Abstract
This is my fourth independent project at Metis. The goal of this project is to help a bank institution build a classification model to predict potential customers who are going to subscribe to “Term Deposit”. Then, the institution will apply direct marketing campaigns(phone calls) to the Marketing Targets.
I used data from Kaggle-Banking dataset, then started with a baseline Logistic Regression model F-beta(beta = 2): 0.7582, ROC_AUC: 0.6502. Then adding complexity to improve the prediction ability. I trained 6 candidate models and selected the best performing one - XGBoost. Then, I retrained the model to get my final model with F-beta(beta = 2): 0.9946, ROC_AUC: 0.9998.
Problem
Our client is a bank institution. “Term Deposit” is a major source of their income. They are planning to apply direct marketing campaigns on their customers.

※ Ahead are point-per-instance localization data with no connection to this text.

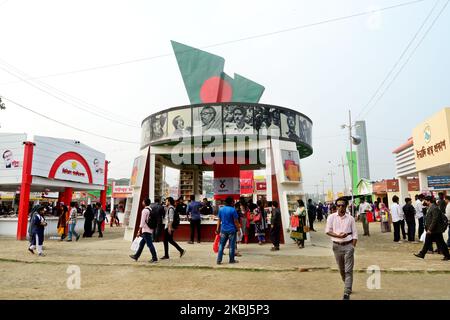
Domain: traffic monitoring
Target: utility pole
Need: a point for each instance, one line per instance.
(323, 188)
(317, 190)
(352, 140)
(343, 173)
(331, 174)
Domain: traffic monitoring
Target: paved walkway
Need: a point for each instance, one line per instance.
(107, 272)
(112, 250)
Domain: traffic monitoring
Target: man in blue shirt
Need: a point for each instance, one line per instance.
(193, 211)
(226, 227)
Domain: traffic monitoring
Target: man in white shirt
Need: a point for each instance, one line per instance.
(447, 214)
(364, 207)
(146, 230)
(419, 213)
(397, 218)
(341, 227)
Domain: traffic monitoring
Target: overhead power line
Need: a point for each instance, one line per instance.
(65, 124)
(21, 75)
(398, 60)
(407, 60)
(263, 35)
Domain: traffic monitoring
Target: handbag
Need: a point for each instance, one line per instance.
(296, 235)
(257, 217)
(216, 243)
(423, 236)
(294, 222)
(135, 244)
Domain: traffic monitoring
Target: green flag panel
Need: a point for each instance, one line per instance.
(353, 166)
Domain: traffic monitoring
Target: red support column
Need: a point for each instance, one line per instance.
(61, 196)
(25, 191)
(68, 194)
(228, 173)
(103, 192)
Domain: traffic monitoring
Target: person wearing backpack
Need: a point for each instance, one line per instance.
(447, 214)
(36, 229)
(171, 221)
(435, 226)
(160, 213)
(147, 227)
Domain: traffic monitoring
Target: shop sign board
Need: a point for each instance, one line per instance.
(438, 182)
(246, 177)
(431, 141)
(12, 150)
(69, 160)
(122, 191)
(227, 186)
(413, 185)
(380, 187)
(392, 185)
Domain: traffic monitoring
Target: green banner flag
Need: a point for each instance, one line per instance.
(242, 89)
(353, 167)
(246, 90)
(201, 72)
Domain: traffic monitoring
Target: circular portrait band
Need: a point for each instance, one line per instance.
(169, 127)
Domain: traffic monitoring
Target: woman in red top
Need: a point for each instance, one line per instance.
(245, 221)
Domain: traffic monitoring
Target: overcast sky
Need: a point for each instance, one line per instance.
(322, 70)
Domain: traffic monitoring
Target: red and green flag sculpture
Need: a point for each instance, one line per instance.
(205, 80)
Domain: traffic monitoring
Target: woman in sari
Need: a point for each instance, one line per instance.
(385, 216)
(245, 221)
(298, 223)
(88, 218)
(259, 218)
(62, 221)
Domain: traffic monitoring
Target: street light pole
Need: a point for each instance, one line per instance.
(351, 156)
(343, 173)
(352, 140)
(323, 189)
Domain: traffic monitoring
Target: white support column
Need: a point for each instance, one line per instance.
(196, 185)
(269, 171)
(151, 180)
(403, 186)
(423, 181)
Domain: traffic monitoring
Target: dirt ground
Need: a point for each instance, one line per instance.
(106, 271)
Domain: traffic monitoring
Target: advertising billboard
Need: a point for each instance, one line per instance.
(431, 141)
(68, 160)
(12, 150)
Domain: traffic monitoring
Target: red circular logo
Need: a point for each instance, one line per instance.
(209, 89)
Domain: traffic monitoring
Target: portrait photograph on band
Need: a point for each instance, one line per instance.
(289, 126)
(158, 126)
(238, 119)
(145, 133)
(180, 123)
(207, 120)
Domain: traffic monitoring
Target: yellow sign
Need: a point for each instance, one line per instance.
(330, 196)
(431, 141)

They want us to help them build a classification model to predict if a customer will subscribe or not so that they can target customers to improve the conversion rate.
Data
The data I used is from Kaggle — Banking Dataset -Marketing Targets. The training dataset contains 45,000+ rows, 16 features while the test dataset contains 4,500+rows, 16 features. Target is ‘y’ — has the client subscribed a term deposit? (binary: “yes”,”no”). (I dropped the “duration” column based on the dataset instructions.)
EDA:
I checked the target first and I noticed that there’s an class imbalance issue. So, I chose an “oversampling method” to resample before modeling.

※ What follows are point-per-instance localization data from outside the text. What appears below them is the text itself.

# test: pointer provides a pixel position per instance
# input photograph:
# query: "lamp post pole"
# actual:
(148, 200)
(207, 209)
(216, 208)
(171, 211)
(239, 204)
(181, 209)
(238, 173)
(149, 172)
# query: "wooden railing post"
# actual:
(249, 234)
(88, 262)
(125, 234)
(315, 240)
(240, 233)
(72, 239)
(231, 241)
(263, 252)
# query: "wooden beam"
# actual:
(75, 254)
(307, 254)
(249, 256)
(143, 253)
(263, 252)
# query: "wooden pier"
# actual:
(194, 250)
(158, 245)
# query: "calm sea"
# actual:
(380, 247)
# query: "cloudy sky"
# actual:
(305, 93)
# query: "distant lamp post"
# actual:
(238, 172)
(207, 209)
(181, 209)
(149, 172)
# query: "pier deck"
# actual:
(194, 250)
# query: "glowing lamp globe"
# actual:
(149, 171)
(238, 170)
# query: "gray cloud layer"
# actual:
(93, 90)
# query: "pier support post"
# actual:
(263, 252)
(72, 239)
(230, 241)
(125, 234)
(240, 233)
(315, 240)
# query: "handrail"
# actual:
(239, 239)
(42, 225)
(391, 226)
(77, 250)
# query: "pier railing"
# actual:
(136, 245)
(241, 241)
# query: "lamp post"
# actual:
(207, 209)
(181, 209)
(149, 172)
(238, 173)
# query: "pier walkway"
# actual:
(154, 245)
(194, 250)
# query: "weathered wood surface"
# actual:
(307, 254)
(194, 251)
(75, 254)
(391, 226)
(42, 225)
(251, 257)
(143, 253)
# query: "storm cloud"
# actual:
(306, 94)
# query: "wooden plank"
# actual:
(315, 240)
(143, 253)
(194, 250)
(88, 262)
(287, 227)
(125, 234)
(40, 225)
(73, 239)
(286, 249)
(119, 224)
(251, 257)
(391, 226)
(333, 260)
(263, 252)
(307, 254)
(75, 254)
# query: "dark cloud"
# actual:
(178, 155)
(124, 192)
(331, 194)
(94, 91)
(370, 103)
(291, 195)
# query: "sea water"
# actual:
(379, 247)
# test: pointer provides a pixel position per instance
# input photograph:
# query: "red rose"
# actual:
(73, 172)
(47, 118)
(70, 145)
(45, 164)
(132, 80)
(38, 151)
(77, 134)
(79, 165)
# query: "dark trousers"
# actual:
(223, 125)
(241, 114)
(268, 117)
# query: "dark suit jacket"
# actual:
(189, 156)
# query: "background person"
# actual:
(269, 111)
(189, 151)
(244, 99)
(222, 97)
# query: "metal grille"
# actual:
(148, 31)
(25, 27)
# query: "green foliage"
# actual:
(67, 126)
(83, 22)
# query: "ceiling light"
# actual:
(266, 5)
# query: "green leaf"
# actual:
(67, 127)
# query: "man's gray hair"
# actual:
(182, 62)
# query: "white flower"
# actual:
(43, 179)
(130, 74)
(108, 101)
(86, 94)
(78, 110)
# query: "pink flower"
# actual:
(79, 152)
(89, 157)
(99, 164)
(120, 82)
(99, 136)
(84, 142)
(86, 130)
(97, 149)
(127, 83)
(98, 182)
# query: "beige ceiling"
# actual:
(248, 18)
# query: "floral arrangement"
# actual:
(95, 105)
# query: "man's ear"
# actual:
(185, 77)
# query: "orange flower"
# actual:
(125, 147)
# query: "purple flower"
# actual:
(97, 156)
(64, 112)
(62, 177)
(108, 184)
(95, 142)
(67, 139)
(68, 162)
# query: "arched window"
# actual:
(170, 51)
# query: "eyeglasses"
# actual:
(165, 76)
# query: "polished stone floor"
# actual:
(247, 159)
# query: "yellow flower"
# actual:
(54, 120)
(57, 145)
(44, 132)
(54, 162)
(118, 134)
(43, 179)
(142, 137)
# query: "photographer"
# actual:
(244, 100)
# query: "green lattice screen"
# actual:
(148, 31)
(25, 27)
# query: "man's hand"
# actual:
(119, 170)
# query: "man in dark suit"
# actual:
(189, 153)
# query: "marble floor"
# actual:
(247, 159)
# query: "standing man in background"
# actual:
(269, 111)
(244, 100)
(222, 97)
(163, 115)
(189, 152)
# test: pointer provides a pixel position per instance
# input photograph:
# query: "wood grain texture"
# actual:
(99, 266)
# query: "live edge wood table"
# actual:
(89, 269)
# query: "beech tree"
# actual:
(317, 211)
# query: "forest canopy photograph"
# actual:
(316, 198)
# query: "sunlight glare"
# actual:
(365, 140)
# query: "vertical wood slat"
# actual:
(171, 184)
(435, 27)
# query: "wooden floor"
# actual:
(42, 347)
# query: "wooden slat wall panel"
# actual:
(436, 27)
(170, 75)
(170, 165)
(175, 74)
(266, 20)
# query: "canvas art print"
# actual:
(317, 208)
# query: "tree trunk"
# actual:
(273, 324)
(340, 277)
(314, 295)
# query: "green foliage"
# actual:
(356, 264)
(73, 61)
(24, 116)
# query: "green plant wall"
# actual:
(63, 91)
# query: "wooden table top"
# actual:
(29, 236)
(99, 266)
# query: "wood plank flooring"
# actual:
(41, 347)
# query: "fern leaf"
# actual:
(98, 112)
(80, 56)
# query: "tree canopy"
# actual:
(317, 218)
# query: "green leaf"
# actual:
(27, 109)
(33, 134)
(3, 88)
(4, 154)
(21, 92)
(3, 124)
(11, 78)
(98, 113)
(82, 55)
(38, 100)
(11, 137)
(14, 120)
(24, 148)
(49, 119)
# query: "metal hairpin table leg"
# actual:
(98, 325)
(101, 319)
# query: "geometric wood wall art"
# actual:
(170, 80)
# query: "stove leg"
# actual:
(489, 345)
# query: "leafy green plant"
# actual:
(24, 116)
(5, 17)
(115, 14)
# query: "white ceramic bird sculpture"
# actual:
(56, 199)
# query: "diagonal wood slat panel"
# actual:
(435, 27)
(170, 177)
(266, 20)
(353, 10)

Below is the counts comparison for the people who have property and the people who don’t have property. It turned out the people who don’t have housing have a higher chance to subscribe to a term deposit. It can be explained that the people who don’t own houses have more cash in hand which allows them to make some investments.

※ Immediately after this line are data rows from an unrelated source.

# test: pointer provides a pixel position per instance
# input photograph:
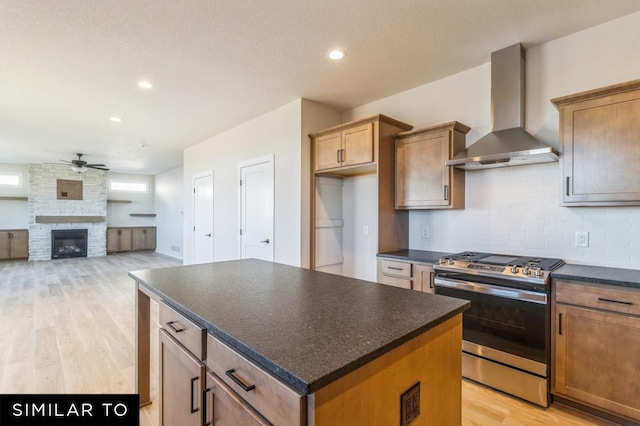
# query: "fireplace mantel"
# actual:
(70, 219)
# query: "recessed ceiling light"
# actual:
(336, 54)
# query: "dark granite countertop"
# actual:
(598, 275)
(415, 255)
(306, 328)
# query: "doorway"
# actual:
(203, 218)
(256, 208)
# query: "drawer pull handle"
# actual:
(193, 410)
(238, 381)
(206, 414)
(171, 326)
(560, 323)
(602, 299)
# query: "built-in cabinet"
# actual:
(404, 274)
(131, 238)
(422, 179)
(353, 208)
(600, 146)
(182, 369)
(341, 148)
(14, 244)
(596, 342)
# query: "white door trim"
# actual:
(269, 158)
(194, 177)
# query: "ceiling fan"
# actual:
(81, 166)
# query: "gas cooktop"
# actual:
(529, 269)
(545, 264)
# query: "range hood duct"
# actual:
(508, 144)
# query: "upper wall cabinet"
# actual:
(350, 148)
(600, 145)
(422, 179)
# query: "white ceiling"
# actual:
(67, 66)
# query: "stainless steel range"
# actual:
(506, 332)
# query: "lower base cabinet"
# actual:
(182, 379)
(597, 342)
(410, 275)
(224, 408)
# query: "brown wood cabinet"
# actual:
(596, 344)
(14, 244)
(143, 238)
(422, 179)
(410, 275)
(118, 240)
(600, 146)
(181, 384)
(348, 147)
(124, 239)
(354, 152)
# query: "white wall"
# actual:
(516, 210)
(118, 214)
(13, 214)
(168, 207)
(277, 132)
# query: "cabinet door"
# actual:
(596, 359)
(423, 276)
(328, 151)
(19, 244)
(118, 239)
(150, 238)
(357, 144)
(225, 408)
(422, 179)
(181, 384)
(601, 150)
(5, 245)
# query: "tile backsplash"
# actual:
(516, 210)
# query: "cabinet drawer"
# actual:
(395, 281)
(610, 298)
(275, 401)
(190, 335)
(399, 269)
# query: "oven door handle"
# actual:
(492, 290)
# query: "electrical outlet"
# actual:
(582, 239)
(425, 232)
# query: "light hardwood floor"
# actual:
(68, 327)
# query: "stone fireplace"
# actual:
(48, 213)
(68, 243)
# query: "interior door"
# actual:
(203, 218)
(256, 210)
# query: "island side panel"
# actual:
(371, 394)
(143, 355)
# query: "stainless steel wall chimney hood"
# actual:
(508, 144)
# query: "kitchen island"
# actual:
(349, 349)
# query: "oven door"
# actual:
(509, 320)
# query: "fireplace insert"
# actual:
(68, 243)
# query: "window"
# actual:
(11, 179)
(127, 186)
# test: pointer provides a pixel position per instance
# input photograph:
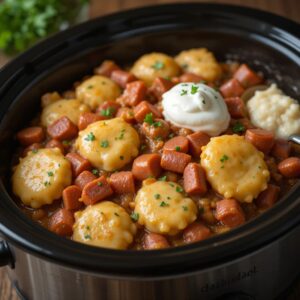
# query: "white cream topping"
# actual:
(197, 107)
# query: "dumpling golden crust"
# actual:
(105, 224)
(97, 90)
(108, 145)
(162, 208)
(200, 62)
(150, 66)
(234, 167)
(70, 108)
(41, 176)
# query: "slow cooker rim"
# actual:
(64, 258)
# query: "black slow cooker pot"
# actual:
(258, 260)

Here’s the pairplot for our numerical features. Let’s have a look at the diagonal distribution. It doesn’t seem like any single feature can be a good classifier for our problem, but they may work pretty well if we combine them together.
Design/Metric Choosing:
For the metric, I chose an F-beta score as a hard prediction metric. I want to minimize False Negatives which are the actual potential customers but were predicted as not going to subscribe in this case. At the same time, I don’t want too many False Positives either because I don’t want our sales team to waste too much time calling people who are not going to subscribe. So, I set beta = 2 which has a good balance of “precision” and “recall” with a slight favor to “recall”. At the same time I don’t want my soft predictions to be too off, so I will use ROC_AUC as my secondary metric as a reference.
Baseline Model:
My baseline model is a logistic regression model which only includes my main numerical features — age, balance, day, campaign, pdays, previous. From this confusion matrix, we can see there are over 2000 data points mislabeled and 500 of them are False Negatives. F-beta(beta = 2): 0.7582, ROC_AUC is 0.6502.
Improving Baseline Model:
Then I tried to improve my baseline model. For the previous model, I didn’t scale my data, I just used a higher C. But to improve it, I tried scaling & adding dummified categorical features to improve my F-beta to 0.7933, ROC_AUC: 0.7687.
Model Evaluation & Selection(6 candidate models):
- Logistic Regression: F-beta: 0.7933 ROC_AUC: 0.7687
- 20-NN: F-beta: 0.7632 ROC_AUC: 0.7392
- Random Forest: F-beta: 0.8333 ROC_AUC: 0.7928
- XGBoost: F-beta: 0.8329 ROC_AUC: 0.7992
- Naive Bayes: F-beta: 0.8016 ROC_AUC: 0.7487
- SVM: F-beta: 0.8388 ROC_AUC: N/A
XGBoost performs the best. So, I tuned the hyper-parameter to get a model with a better predictive power.
- XGBoost(with hyper-parameter tuning): F-beta: 0.8546 ROC_AUC: 0.7983
Then, I retrained my model based on (train+validation), then scored on the test set. Final score(on test):
- Final XGBoost: F-beta: 0.9946 ROC_AUC: 0.9998
Model Evaluation:
Based on my final model, for 4,500 data points in my test set, 24 of them were mislabeled, one of them is False Negative. So, It’s a close to perfect classifier. Am I lucky to get this result? I guess it’s the validation set made my final model performs so good when I refit on (training + validation) data.
Future Work:
1. Check feature importance to make sure the top predictors aren’t leaking information.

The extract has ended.